Policy Report Focuses on Priorities for the UN in Protecting Children in Armed Conflict

A new LISD policy report, "Priorities for the UN's Children and Armed Conflict Agenda," addresses how the United Nations can better implement its Children and Armed Conflict agenda. The report, co-issued with the NGO Watchlist on Children and Armed Conflict, makes recommendations related to issues ranging from the internal workings of the Security Council Working Group on Children and Armed Conflict, to better implementation of child protection in peacekeeping operations and better implementation of child-related resolutions such as those meant to prevent attacks on schools and hospitals. The report is the result of a workshop co-sponsored by LISD and tWatchlist on Children and Armed Conflict, held at Princeton University on December 12-13, 2016. This is the third such policy workshop held at Princeton since 2013, aimed at bringing together international policymakers to discuss specific, concrete, and targeted actions that can be taken within the the UN Security Council’s child protection framework.
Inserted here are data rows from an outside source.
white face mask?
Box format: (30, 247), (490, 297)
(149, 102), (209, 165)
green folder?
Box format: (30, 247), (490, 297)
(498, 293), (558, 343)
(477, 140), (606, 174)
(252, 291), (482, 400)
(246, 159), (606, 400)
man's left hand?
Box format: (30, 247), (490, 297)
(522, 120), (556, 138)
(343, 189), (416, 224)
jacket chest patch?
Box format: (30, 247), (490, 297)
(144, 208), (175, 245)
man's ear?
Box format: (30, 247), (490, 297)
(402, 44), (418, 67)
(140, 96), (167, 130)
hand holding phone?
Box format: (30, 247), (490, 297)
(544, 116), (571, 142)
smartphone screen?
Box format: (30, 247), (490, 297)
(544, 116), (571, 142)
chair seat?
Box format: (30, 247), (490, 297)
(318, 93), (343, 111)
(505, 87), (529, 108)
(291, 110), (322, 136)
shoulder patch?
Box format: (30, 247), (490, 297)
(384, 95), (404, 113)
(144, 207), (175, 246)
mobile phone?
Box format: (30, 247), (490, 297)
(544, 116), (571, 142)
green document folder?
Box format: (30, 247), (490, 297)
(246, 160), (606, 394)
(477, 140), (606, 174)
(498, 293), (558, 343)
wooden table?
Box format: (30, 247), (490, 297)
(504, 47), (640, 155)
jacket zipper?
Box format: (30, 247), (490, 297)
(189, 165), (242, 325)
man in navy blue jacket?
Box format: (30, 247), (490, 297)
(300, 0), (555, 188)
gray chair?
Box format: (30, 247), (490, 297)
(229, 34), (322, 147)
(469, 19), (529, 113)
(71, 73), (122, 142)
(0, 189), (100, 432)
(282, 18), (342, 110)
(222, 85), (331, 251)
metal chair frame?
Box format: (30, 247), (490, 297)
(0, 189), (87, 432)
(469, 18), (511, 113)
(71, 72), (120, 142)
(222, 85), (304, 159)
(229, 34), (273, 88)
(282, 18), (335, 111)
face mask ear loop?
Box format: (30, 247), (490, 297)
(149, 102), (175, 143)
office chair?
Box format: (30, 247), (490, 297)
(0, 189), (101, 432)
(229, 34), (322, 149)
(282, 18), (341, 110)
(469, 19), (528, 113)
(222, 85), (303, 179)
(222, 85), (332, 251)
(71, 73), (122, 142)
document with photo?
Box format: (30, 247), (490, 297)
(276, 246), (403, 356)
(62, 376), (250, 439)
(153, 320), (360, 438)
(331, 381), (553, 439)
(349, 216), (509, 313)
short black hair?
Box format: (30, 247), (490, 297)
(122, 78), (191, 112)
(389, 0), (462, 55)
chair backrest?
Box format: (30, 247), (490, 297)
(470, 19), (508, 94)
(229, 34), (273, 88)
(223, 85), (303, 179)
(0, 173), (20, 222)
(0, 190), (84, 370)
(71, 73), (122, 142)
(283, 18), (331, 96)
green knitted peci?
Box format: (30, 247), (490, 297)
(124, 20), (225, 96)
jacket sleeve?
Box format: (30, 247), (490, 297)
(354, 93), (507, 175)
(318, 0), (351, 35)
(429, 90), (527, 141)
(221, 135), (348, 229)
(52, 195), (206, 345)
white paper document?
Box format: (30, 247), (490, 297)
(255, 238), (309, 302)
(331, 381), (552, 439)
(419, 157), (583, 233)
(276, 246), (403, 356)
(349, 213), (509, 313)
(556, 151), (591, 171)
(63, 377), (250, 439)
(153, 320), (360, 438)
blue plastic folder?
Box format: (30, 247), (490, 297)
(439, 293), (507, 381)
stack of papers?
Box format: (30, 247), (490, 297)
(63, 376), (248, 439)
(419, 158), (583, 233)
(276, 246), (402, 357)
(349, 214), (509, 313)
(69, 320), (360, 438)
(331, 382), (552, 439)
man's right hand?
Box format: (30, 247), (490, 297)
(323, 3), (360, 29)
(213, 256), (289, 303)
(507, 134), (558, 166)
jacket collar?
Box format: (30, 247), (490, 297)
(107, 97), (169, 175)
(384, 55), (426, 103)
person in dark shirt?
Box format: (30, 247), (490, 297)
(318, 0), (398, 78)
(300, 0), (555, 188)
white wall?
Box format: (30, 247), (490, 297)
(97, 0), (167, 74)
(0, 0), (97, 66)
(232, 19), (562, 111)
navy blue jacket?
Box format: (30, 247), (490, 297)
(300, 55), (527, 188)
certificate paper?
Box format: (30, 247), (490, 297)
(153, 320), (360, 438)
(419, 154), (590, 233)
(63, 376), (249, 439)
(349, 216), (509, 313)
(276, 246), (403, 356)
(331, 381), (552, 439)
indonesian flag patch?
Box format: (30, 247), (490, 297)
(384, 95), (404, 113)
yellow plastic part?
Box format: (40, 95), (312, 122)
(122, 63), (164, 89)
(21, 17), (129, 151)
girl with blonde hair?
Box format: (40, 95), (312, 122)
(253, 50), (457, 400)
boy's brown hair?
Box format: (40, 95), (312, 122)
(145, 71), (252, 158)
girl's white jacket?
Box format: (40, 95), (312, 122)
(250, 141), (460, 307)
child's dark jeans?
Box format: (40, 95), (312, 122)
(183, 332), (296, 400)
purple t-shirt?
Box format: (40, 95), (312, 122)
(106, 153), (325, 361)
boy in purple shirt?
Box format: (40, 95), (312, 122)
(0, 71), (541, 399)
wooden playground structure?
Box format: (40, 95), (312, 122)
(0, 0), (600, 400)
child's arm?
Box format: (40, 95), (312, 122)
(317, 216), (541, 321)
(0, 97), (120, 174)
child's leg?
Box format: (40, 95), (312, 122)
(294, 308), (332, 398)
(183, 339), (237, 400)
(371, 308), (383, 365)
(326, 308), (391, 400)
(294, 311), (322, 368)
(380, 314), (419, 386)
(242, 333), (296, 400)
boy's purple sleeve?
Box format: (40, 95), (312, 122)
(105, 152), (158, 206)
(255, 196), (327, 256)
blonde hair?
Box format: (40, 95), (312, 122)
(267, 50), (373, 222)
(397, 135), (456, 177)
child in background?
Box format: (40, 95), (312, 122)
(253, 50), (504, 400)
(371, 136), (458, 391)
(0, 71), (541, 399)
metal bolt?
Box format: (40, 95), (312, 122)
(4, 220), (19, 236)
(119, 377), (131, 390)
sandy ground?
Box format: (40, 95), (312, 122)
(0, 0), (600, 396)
The day-long workshop consisted of three working sessions: (1) a CAC agenda update, (2) the Security Council Working Group on Children and Armed Conflict, and (3) a thematic discussion on addressing attacks on education and health care in armed conflict. A wrap-up session will summarize the findings and recommendations of the workshop and will consider how these recommendations could be taken forward in 2017-2018, particularly in the context of the Security Council’s thematic debates on Children and Armed Conflict, in the Working Group’s consideration of country-specific situations, and throughout its other activities. A public panel, "Children in the Crossfire: Stopping Attacks on Schools and Hospitals," was held at 4:30 p.m. on Tuesday, December 13, in 016 Robertson Hall at the close of the private portion of the meeting.

Participants and panelists included representatives of UN Security Council Missions, other UN Member States, relevant UN departments and offices such as DPKO, UNICEF and the Department of Political Affairs, and civil society.